Hoge Raad: uitleg van de opzetclausule bij particuliere aansprakelijkheidsverzekeringen

Hoge Raad: uitleg van de opzetclausule bij particuliere aansprakelijkheidsverzekeringen

De Hoge Raad buigt zich in een arrest van 13 april 2018 over de vraag hoe de opzetclausule in een AVP-verzekering (aansprakelijkheidsverzekering voor particulieren) moet worden uitgelegd.

In de casus waarover de Hoge Raad moest oordelen ging het om een vader die bij zijn zoon letsel veroorzaakt passend bij een “shaken baby syndroom”. Dit letsel ontstaat wanneer een baby door elkaar wordt geschud en bestaat uit bloedingen in de hersenen van de baby.

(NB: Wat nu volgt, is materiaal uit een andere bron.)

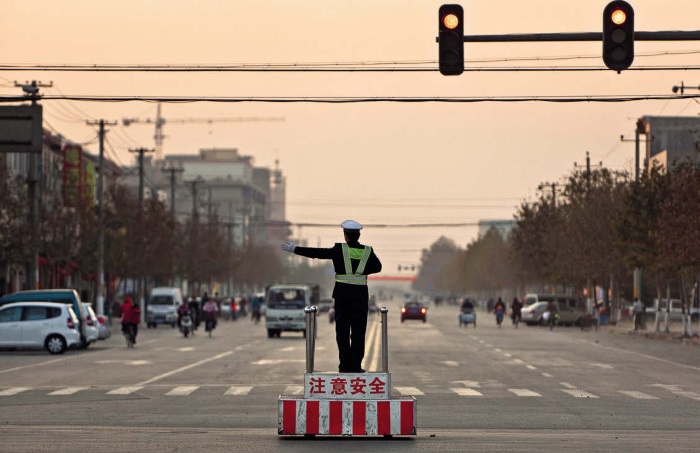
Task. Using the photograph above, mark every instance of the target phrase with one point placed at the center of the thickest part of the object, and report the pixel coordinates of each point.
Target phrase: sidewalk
(626, 327)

De vader – die gediagnositeerd is met het syndroom van Asperger – wordt in een strafrechtelijke procedure veroordeeld voor het veroorzaken van zwaar lichamelijk letsel door schuld. De moeder van het kind spreekt de vader van het kind aan tot betaling van schadevergoeding. Zij vordert van de aansprakelijkheidsverzekering van de vader betaling van het bedrag dat de aansprakelijkheidsverzekeraar gehouden is uit hoofde van de verzekeringsovereenkomst aan vader uit te keren. De aansprakelijkheidsverzekeraar verweert zich door een beroep te doen op de in de tussen vader en verzekeraar overeengekomen opzetclausule.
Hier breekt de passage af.